Ancak, haftalık fiziksel aktiviteyi artırmak, hayat değiştiren kararlar ve artan sorumluluklar arasında kolay değildir.
Nagata, “Bu, özellikle lise sonrası dönemde geçerli olabilir, çünkü fiziksel aktivite fırsatları, genç yetişkinlerin üniversiteye, iş gücüne ve ebeveynliğe geçiş yapmasıyla azalır ve boş zaman kaybolur,” dedi.
Bir başka düşündürücü gerçek ise, çalışma Siyahi erkekler ve kadınların, Beyaz akranlarına kıyasla belirgin şekilde farklı sağlık yolları izlediğini de ortaya koydu. 40 yaşına gelindiğinde, Beyaz erkekler ve kadınlar arasında fiziksel aktivite seviyeleri sabitlenirken, Siyahi katılımcılarda bu seviyeler azalmaya devam etti.
45 yaşına gelindiğinde, Siyahi kadınlar hipertansiyon oranlarında Beyaz erkekleri geçmişti, oysa çalışmadaki Beyaz kadınlar, orta yaşta en düşük hipertansiyon oranlarına sahipti.
Ve 60 yaşına gelindiğinde, Siyahi erkek ve kadınların yüzde 80 ila 90’ı hipertansiyona sahipken, Beyaz erkeklerde bu oran yüzde 70’in hemen altında, Beyaz kadınlarda ise yüzde 50 civarındaydı.
Araştırma ekibi, bu bilinen ırksal farklılıkları çok sayıda sosyal ve ekonomik faktöre bağlıyor; bu faktörler çalışmada değerlendirilmemiş olsa da, lise eğitimi dikkate alınmıştır.
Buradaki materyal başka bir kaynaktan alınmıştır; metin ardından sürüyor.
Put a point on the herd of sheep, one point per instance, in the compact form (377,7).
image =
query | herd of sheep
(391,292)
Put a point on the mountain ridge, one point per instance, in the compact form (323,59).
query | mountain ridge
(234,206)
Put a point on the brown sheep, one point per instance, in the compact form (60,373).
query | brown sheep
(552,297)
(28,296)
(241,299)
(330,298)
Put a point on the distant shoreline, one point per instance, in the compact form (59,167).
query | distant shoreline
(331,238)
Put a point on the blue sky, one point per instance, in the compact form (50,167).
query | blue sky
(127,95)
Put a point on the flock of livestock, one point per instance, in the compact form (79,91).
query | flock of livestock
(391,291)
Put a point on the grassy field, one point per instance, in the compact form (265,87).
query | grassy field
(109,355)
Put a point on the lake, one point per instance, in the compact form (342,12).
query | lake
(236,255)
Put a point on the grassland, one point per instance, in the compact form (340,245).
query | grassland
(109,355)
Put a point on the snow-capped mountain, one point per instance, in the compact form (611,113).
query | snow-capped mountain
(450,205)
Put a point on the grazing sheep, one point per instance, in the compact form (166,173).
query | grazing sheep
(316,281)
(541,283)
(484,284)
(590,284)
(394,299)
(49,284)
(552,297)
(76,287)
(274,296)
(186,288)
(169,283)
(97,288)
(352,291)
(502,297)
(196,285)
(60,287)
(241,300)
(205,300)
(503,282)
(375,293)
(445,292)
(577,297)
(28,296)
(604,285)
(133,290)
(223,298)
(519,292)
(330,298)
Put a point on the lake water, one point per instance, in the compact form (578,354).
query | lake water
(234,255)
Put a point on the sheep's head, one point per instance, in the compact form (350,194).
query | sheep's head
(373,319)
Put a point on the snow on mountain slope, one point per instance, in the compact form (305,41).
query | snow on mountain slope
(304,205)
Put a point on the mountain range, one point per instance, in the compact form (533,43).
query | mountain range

Nagata, “Siyahi erkek gençler spora yüksek katılım gösterse de, sosyoekonomik faktörler, mahalle ortamları ve iş veya aile sorumlulukları, yetişkinlik döneminde fiziksel aktiviteye devam etmelerini engelleyebilir,” dedi.
Çalışma, American Journal of Preventive Medicine’de yayımlandı.